One reason nouveau traditional genres like roots rock or twang arise is to offer new expressive tropes when the old ones wear out. Rock and pop have their own limited conventions — as do country music and other traditional genres like bluegrass-but when people with an urban, pop sensibility adopt the conventions of country music to express themselves, the result is often revitalizing on both sides. Take for example the New York alt-twang band Clem Snide’s Your Favorite Music, which blends the timeworn, depressive homilies of melancholy pop with the timeless, mournful strains of traditional upright bass and fiddle. Whereas the country singer might use the same backdrop to warble on about his pickup, his hound dog, and his cheating woman, Clem Snide’s compositions frame a heartbreak littered with references to Dairy Queen, tanning salons, and flickering television screens. The music offers a way out of pop’s necessary (and, Radiohead apologists aside, futile) anxiety to reinvent itself. And, it does it without sacrificing themes that might be relevant to oneself (if you are a young, urban person and not a creased old rancher) or, more cynically, to one’s demographic.
Before this starts to sound like one of the more overwritten chapters of a Greil Marcus book, I’ll get to the point: these genres risk failure for the same reasons that they offer a chance at redefinition. In other words, simply jumping onto the twang bandwagon as it jangles past does not an innovative or expressive record make. And it may be all too easy to let the formal characteristics of each genre in the mix substitute for thoughtfulness and depth in composition. Lucky 57, whose members are all veterans of the Boston indie rock scene, seem to have suffered this pitfall with their first release, Lovely Melancholy.
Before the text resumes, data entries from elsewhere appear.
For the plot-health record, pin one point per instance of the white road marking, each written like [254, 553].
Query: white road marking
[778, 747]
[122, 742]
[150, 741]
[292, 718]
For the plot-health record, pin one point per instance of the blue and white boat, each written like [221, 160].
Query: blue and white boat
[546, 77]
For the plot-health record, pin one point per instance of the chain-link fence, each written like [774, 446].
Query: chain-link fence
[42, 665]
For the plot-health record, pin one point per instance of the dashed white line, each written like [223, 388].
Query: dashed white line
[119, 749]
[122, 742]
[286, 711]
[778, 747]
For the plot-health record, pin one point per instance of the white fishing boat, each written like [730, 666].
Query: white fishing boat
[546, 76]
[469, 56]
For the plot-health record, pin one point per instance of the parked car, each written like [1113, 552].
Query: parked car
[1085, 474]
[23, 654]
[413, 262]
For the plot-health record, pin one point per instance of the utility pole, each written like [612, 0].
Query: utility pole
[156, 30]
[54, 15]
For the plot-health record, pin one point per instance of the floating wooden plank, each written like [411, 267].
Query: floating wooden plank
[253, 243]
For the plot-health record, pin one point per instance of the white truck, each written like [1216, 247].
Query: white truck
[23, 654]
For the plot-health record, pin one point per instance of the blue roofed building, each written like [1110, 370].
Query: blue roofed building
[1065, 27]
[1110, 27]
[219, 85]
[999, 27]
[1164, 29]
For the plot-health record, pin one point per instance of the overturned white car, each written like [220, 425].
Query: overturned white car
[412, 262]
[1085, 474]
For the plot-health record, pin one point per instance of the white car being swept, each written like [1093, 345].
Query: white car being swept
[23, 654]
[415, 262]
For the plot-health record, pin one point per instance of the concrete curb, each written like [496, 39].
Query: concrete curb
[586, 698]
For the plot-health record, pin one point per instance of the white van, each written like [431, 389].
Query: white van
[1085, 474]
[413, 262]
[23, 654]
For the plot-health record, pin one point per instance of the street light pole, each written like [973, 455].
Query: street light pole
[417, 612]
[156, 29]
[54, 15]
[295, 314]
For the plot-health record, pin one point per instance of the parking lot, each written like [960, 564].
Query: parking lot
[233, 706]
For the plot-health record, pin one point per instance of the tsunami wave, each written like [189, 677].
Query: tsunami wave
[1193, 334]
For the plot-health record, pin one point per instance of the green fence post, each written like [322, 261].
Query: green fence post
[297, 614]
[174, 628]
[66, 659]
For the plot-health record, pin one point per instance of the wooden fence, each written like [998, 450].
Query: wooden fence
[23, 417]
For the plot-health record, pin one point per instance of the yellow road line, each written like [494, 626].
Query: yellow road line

Which isn’t to say there’s no potential here. In particular, Kip McCloud’s voice has a low, velvety texture that has earned her comparisons to Chrissie Hynde. She hasn’t got Hynde’s attitude or intelligence (and how many of us do?), but with a little more imaginative songwriting, she might at least get in the ballpark. Sue Metro’s lap steel is tasteful without missing any opportunities to up the mournful factor, and Rustle Chud’s guitar is tight and light-fingered enough to make me believe all of the old fashioned licks he keeps serving up, even if they’re a little stale.
Yet there’s still something missing, something that keeps this album from being either lovely or melancholy. Lyrically, the emotions expressed seem to vary between shallowly self-affirming kiss-off numbers (“Done” and “All the Places (You Hide Out)”) and vague blues (“Lee’s World”, “Never Quite Good Enough Blues”). Nowhere do I find the kind of obsessed, haunted quality hinted at in the album’s title — the kind of sadness that perversely fascinates and soothes us.
Musically, Lucky 57 seems to be at its best when it attempts a sort of Eighties-style rock rough and ready approach, as on “All the Places (You Hide Out)” and “Chance Meeting”. In twangland, however, these guys just don’t seem familiar enough with the genre to really explore it. Perhaps in a few albums (keep listening to that Gram Parsons!) they’ll be comfortable enough to get outside the standard riffs and rhythms and into a place where who they are and how they play come together in a fresh way.